The story behind the launch
New York Musk’s launch sits squarely in Bond No. 9’s strategy of celebrating raw materials through city-tied storytelling. The house’s New York Notes collection (New York Oud, New York Amber, New York Musk, New York Patchouli, etc.) explicitly frames single ingredients as protagonists; New York Musk leans into that concept by centering musk, then surrounding it with fruit, green florals and a spicy heart. Market reception was, and remains, varied — many early adopters and collectors praised the composition’s texture and daring, while others criticized an animalic edge they compared to body-odor-like facets. That polarization has kept the scent conversational in secondary markets and forums, where prices fluctuate and decants are regularly exchanged. From a branding angle Bond No. 9 used New York Musk to reinforce its identity: unapologetically metropolitan, willing to experiment, and oriented toward fragrance buyers who want an olfactory statement rather than a safe crowd-pleaser.
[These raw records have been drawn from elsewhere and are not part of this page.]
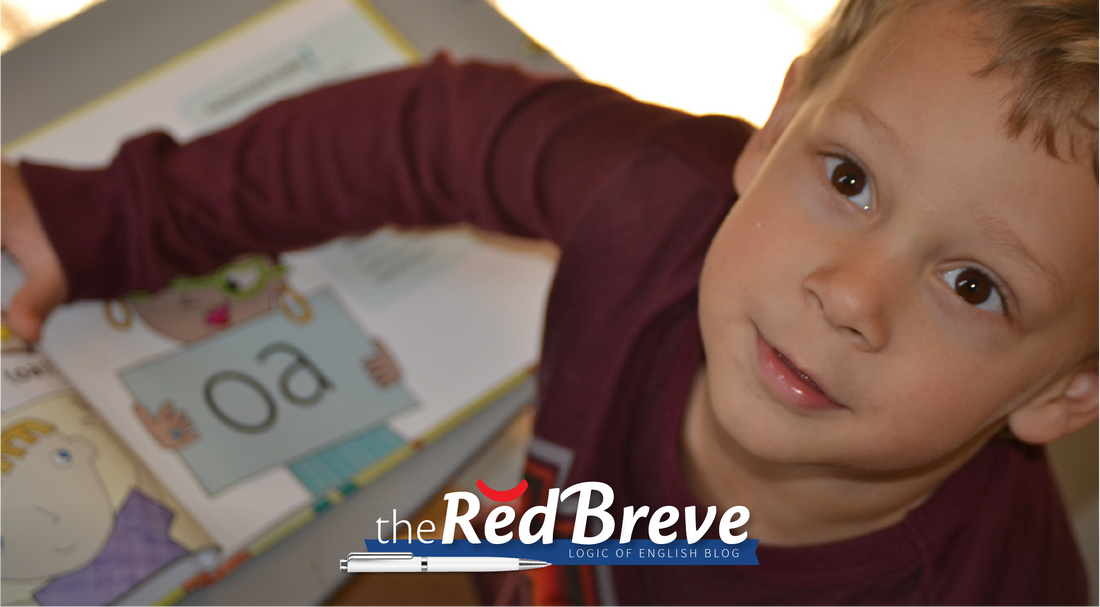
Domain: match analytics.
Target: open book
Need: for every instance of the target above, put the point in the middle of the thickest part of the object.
(242, 404)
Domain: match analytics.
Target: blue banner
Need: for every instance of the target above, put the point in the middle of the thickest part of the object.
(564, 552)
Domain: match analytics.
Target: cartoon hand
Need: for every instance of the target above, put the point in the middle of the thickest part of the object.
(21, 233)
(382, 366)
(169, 426)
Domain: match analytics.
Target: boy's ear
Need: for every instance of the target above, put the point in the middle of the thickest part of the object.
(761, 142)
(1073, 407)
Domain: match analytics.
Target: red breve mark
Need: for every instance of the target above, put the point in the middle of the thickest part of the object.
(503, 496)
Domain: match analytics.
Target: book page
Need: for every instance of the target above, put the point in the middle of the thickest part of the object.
(256, 390)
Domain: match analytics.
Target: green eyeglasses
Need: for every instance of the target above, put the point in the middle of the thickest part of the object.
(242, 279)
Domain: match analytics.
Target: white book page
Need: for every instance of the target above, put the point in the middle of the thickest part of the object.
(458, 316)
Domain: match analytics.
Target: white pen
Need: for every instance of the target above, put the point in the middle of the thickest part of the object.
(395, 562)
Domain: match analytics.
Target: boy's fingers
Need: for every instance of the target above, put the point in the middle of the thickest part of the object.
(22, 235)
(32, 305)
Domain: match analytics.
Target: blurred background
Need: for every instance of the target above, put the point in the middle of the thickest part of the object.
(696, 55)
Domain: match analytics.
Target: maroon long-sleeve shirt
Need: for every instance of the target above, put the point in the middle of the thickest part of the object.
(633, 194)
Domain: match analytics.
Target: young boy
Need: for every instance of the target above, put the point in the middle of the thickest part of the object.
(906, 278)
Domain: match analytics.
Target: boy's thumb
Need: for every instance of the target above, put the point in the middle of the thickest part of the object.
(33, 302)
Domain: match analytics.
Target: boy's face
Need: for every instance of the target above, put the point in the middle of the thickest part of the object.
(894, 247)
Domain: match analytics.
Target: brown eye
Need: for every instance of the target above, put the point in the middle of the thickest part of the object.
(976, 288)
(972, 286)
(850, 180)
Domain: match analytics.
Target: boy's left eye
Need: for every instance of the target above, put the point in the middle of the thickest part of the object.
(850, 180)
(976, 288)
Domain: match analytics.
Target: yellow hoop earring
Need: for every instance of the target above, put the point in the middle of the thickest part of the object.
(121, 323)
(294, 305)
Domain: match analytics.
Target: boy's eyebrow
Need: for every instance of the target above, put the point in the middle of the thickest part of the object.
(1003, 238)
(884, 132)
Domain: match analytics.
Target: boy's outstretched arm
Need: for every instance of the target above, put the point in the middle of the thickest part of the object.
(432, 144)
(22, 235)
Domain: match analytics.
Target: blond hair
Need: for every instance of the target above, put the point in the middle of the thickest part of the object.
(1049, 47)
(20, 432)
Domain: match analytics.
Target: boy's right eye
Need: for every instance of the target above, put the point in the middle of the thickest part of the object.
(850, 180)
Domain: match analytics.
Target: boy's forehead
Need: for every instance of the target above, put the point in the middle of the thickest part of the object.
(911, 101)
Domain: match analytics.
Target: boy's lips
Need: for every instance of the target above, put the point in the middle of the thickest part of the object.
(792, 385)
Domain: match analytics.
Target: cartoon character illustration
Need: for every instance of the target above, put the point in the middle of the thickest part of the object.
(194, 307)
(191, 308)
(59, 529)
(173, 429)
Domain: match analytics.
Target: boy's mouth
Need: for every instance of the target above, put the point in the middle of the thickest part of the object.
(791, 384)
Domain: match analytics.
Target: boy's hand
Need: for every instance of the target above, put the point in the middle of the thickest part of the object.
(22, 235)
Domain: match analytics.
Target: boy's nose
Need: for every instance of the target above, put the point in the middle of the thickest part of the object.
(853, 296)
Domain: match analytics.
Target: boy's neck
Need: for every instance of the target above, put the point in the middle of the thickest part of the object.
(795, 504)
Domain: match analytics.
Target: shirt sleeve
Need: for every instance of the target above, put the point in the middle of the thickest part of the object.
(431, 144)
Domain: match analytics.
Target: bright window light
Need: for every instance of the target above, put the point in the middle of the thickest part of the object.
(22, 19)
(703, 56)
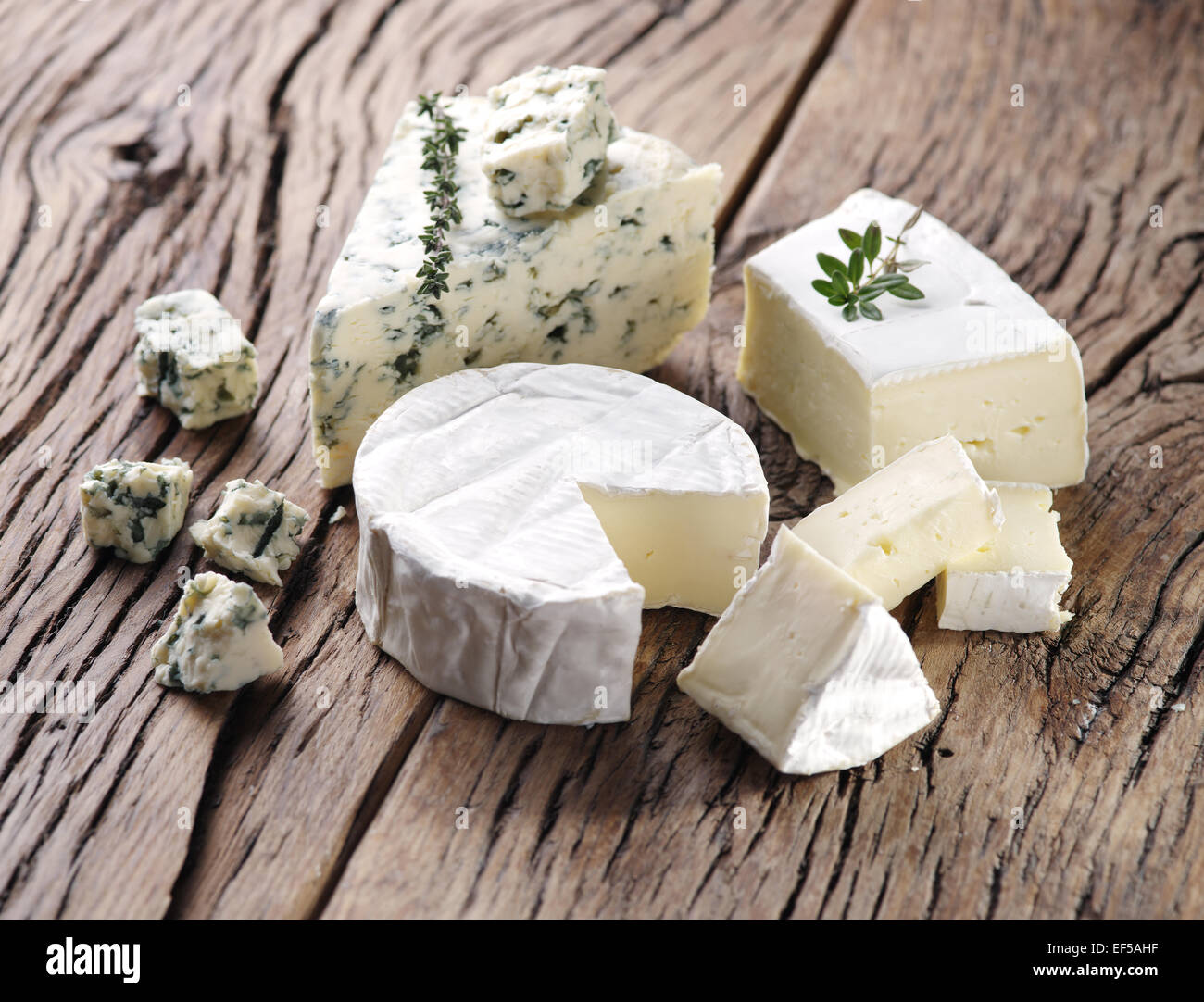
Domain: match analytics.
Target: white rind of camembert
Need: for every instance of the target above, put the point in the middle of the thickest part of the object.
(976, 357)
(899, 528)
(809, 669)
(613, 281)
(1014, 583)
(516, 520)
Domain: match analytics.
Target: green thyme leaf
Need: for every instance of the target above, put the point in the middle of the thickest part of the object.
(831, 265)
(851, 288)
(440, 149)
(872, 243)
(856, 267)
(906, 291)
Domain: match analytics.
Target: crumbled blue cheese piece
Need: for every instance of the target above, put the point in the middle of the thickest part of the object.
(253, 532)
(546, 137)
(219, 638)
(614, 281)
(135, 508)
(193, 357)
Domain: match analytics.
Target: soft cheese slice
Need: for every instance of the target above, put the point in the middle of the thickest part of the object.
(135, 508)
(809, 669)
(976, 357)
(899, 528)
(546, 137)
(219, 638)
(1015, 582)
(514, 520)
(614, 281)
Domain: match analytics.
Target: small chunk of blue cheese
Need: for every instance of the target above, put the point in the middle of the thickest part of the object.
(253, 532)
(546, 137)
(194, 359)
(135, 508)
(614, 281)
(219, 638)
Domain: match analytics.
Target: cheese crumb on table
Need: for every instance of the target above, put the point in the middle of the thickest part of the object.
(193, 357)
(219, 638)
(135, 508)
(253, 532)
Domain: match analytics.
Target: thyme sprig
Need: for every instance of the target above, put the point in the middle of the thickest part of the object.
(440, 149)
(844, 285)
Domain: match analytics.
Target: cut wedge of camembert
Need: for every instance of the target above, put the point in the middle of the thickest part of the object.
(809, 669)
(976, 357)
(1015, 582)
(516, 520)
(899, 528)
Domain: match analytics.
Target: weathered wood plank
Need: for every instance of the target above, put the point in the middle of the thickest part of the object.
(228, 146)
(1058, 781)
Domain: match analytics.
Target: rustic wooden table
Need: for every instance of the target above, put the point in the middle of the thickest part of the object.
(225, 144)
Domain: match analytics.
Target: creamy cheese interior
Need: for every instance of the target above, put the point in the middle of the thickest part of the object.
(1015, 582)
(899, 528)
(808, 668)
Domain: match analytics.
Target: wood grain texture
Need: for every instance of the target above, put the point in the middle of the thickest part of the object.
(1060, 777)
(228, 146)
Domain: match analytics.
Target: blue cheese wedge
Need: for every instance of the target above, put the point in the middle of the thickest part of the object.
(613, 281)
(546, 137)
(1015, 582)
(135, 508)
(253, 532)
(219, 638)
(976, 357)
(809, 669)
(192, 357)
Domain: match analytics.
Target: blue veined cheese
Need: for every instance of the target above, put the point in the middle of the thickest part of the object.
(218, 640)
(546, 137)
(193, 357)
(614, 281)
(135, 508)
(253, 532)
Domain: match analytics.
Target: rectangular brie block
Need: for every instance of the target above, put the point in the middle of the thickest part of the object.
(135, 508)
(809, 669)
(1015, 582)
(613, 281)
(896, 530)
(976, 357)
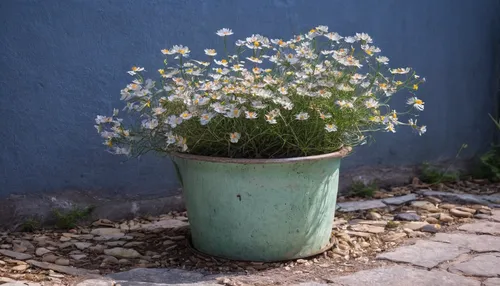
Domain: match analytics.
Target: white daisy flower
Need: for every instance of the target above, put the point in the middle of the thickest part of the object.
(383, 60)
(222, 62)
(250, 114)
(173, 121)
(233, 113)
(186, 115)
(333, 37)
(224, 32)
(255, 60)
(167, 52)
(210, 52)
(390, 127)
(370, 50)
(158, 110)
(283, 90)
(322, 29)
(371, 103)
(134, 70)
(181, 50)
(400, 71)
(364, 38)
(170, 138)
(302, 116)
(271, 118)
(234, 137)
(121, 151)
(325, 115)
(330, 127)
(258, 105)
(421, 130)
(417, 103)
(206, 117)
(350, 39)
(150, 124)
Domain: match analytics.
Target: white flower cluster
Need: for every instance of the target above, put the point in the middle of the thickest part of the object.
(341, 82)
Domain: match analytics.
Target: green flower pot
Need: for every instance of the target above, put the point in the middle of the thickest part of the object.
(260, 209)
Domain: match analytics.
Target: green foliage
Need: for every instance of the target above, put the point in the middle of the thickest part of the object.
(491, 159)
(359, 188)
(432, 175)
(30, 225)
(69, 219)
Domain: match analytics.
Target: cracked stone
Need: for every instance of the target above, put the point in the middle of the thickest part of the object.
(15, 255)
(432, 228)
(485, 265)
(82, 245)
(367, 228)
(396, 275)
(415, 225)
(41, 251)
(164, 224)
(477, 243)
(407, 217)
(400, 200)
(62, 269)
(492, 282)
(459, 213)
(425, 205)
(96, 282)
(360, 205)
(120, 252)
(424, 253)
(482, 227)
(105, 231)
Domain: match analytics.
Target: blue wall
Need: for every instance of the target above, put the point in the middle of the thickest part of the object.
(63, 62)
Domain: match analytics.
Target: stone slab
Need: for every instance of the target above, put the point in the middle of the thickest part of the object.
(495, 215)
(62, 269)
(162, 277)
(484, 265)
(424, 253)
(477, 243)
(400, 200)
(403, 276)
(492, 282)
(482, 227)
(360, 205)
(461, 198)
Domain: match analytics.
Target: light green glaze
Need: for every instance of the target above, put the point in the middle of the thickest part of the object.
(260, 211)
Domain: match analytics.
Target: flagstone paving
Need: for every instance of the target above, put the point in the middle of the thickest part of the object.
(373, 249)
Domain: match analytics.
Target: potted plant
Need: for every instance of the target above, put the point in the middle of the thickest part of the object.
(257, 132)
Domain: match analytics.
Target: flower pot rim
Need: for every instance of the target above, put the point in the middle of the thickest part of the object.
(342, 152)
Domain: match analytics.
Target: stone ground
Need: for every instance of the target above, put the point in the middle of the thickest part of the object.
(406, 236)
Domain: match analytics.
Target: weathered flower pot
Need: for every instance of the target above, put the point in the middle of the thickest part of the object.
(260, 209)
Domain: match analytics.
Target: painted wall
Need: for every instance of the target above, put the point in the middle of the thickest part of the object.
(63, 62)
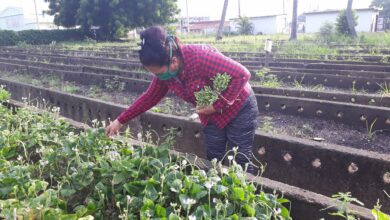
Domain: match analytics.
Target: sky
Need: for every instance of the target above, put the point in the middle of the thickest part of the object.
(28, 5)
(213, 8)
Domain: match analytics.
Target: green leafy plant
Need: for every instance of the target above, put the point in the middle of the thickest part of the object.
(384, 89)
(114, 84)
(378, 215)
(342, 201)
(207, 96)
(4, 95)
(49, 171)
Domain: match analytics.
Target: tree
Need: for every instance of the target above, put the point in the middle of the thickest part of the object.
(294, 21)
(350, 20)
(244, 26)
(385, 12)
(222, 22)
(342, 23)
(112, 17)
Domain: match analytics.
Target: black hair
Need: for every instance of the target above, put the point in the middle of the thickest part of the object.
(155, 47)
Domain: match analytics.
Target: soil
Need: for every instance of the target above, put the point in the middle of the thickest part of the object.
(330, 131)
(271, 122)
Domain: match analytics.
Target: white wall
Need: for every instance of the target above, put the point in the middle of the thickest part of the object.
(366, 21)
(15, 19)
(12, 19)
(266, 25)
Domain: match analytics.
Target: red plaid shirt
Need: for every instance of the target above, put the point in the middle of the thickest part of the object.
(200, 64)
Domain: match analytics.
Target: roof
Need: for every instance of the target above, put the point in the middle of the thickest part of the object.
(264, 16)
(206, 24)
(337, 11)
(11, 11)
Positioned as a confident, urbane niche offering — marketed toward urban connoisseurs and musk enthusiasts.
When New York Musk launched in 2012 it arrived at a time when niche brands were experimenting with more textured, animalic musks and sharper top notes. Bond No. 9 positioned the scent inside its New York Notes family — a line where each release explores a single prominent raw material. Commercially, the fragrance targeted collectors and consumers who already associated the house with loud bottles and bold concepts; it was never aimed at the mass-market scent seeker. Over the last decade the perfume has kept a modest but vocal following and has often been discussed as a ‘love it or hate it’ piece that underlines Bond No. 9’s willingness to polarize rather than pander.